1. Using the data below., develop a multiple regression model to predict score (rating) based on restaurant type (0 = Italian and 1 = Seafood/Steakhouse) and price of a meal in dollars. Be sure to include a correlation matrix along with your excel solution. (attach or email) Next answer the following questions: 1.Write the regression equation, 2. Interpret the regression constant and partial regression coefficients, 3. Forecast a value for the dependent variable using the regression model, 4. Test the significant of the partial regression coefficients at an alpha level of .05, 5. Test the overall significant of the regression model, 6. Interpret the adjusted coefficient of determination, and 7. Are there any indications of multicollinearity, be very specific.

Type     Price     Score

   0            16        77

   1            24        79

   1            26        85

   0            18        84

   0            17        81

   1            18        77

   0            23        86

   1            17        75

   0            28        83

   1            15        71

   0            17        81

   1            17        76

   1            19        81

   0            22        83

   1            16        81

   0            19        81

   1             20       80

   1             18       78

   0             18       82

   0             12       79

   0             16       76

2. Using the data below develop an x bar chart and an R chart. Be sure to include the chart. After developing the charts comment on whether they are statistically in control or not.
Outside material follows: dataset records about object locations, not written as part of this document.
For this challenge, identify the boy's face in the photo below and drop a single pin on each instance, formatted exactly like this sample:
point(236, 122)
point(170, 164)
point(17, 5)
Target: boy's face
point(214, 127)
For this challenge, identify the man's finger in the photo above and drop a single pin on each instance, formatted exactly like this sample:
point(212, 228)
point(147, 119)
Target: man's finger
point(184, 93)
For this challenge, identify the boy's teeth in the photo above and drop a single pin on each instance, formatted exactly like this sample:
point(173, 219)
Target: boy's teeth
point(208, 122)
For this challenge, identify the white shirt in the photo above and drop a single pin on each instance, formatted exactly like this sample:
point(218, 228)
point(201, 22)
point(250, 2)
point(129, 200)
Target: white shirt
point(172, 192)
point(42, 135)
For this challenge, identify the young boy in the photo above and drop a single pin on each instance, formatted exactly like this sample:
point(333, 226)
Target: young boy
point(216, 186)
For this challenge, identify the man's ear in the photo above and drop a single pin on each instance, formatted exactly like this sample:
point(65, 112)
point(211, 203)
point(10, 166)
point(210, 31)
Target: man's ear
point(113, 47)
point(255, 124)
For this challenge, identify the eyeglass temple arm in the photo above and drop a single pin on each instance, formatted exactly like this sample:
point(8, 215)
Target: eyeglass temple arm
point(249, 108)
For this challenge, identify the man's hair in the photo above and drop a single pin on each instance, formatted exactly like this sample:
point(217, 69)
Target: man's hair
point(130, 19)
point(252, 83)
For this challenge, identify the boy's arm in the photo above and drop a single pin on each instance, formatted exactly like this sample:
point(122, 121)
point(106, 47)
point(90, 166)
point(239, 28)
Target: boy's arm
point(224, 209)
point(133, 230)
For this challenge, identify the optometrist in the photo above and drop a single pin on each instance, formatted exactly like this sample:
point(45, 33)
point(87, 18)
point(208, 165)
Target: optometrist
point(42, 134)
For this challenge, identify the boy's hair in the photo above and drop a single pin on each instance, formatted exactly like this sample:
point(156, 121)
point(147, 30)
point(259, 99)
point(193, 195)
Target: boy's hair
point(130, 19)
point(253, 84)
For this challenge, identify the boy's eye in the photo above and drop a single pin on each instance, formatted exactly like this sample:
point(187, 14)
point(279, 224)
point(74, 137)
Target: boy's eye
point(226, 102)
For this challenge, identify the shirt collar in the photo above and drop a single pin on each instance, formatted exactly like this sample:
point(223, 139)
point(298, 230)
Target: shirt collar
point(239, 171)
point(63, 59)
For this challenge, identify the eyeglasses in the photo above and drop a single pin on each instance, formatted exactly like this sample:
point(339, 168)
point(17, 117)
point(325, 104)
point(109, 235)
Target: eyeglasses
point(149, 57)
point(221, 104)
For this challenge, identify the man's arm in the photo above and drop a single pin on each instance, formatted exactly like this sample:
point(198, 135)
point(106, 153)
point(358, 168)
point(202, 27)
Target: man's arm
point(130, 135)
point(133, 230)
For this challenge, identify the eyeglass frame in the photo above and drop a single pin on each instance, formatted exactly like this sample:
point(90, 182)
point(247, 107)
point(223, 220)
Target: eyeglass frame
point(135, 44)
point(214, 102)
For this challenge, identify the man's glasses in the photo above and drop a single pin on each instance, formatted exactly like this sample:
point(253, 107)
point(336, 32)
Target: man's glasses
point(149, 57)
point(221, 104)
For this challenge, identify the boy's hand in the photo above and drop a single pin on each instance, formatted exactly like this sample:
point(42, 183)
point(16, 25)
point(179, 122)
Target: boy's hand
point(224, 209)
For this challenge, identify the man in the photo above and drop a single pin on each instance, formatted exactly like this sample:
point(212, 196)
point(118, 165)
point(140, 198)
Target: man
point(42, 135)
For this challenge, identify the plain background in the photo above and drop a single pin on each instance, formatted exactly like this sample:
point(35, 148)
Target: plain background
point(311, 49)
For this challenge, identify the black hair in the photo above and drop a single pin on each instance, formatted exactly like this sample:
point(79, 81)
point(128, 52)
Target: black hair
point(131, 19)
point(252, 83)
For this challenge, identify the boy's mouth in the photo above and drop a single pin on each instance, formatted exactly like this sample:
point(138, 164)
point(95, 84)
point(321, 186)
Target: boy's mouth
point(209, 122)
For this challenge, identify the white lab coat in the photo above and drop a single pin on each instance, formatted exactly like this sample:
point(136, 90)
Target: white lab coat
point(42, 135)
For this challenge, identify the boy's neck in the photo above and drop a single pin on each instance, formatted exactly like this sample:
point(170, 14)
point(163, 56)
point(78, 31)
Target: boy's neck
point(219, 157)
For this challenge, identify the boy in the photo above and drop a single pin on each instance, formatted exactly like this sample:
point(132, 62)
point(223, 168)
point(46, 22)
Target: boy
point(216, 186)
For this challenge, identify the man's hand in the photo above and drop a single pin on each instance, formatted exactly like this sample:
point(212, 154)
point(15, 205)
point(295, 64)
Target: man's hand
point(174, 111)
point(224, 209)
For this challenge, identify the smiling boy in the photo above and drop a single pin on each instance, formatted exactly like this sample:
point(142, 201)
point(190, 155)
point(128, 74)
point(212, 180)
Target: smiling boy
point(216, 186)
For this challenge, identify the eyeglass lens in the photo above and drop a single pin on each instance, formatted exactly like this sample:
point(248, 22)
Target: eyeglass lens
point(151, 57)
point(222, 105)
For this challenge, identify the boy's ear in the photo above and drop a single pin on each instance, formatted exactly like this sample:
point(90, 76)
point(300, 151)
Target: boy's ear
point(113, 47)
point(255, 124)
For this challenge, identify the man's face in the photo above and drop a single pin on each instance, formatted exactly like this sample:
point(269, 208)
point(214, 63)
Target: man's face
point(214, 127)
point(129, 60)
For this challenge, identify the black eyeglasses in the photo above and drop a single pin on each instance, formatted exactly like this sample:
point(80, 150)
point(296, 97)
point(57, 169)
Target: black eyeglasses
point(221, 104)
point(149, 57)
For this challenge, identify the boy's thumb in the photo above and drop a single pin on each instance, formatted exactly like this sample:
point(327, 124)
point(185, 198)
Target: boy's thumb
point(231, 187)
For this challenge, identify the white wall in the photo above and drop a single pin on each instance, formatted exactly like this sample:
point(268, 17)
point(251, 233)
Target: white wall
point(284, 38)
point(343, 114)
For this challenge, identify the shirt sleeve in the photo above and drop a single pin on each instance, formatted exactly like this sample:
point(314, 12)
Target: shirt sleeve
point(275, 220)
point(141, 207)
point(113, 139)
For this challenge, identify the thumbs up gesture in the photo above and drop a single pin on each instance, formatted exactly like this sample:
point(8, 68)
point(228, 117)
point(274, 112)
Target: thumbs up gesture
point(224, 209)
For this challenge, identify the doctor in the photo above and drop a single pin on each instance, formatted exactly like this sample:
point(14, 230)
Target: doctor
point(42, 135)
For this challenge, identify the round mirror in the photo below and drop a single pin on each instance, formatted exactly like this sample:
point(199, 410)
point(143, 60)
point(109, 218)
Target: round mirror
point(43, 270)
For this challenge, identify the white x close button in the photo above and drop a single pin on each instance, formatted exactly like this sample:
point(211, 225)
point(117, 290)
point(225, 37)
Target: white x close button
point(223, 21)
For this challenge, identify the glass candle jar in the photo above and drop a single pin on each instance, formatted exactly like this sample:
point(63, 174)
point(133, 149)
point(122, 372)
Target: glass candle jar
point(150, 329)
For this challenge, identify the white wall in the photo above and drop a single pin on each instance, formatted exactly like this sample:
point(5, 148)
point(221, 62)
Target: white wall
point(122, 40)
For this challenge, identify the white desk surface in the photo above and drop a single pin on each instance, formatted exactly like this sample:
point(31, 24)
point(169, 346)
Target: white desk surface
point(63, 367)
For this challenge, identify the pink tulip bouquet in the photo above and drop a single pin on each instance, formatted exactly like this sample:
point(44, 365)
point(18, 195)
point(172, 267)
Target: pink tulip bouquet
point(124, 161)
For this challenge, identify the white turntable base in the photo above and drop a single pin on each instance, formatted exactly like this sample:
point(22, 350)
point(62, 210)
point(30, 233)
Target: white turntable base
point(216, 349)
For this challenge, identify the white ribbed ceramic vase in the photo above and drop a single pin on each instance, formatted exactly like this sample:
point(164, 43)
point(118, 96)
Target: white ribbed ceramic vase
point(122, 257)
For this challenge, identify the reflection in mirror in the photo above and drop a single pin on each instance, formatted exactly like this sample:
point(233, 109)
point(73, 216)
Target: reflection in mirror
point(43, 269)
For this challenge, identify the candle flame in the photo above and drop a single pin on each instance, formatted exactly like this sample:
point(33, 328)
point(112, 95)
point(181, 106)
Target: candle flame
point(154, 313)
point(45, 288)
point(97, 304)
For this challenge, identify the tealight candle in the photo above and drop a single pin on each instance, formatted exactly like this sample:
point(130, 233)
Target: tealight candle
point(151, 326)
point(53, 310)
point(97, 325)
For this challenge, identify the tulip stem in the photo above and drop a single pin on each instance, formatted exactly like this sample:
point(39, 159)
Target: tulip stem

Cattlemen's Bar and Grill The Cattlemen's Bar and Grill in Kansas city, Missouri, has developed a name for its excellent food and service. To maintain this reputation, the owners have established key measures of product and service quality , and they monitor them regularly. One measure is the amount of time customers wait from the time they are seated until they are served.

Every day, each hour that the business is open, four tables are randomly selected. the elapsed time from when the customers are seated at these tables until their orders arrives is recorded. The resulting data is shown below.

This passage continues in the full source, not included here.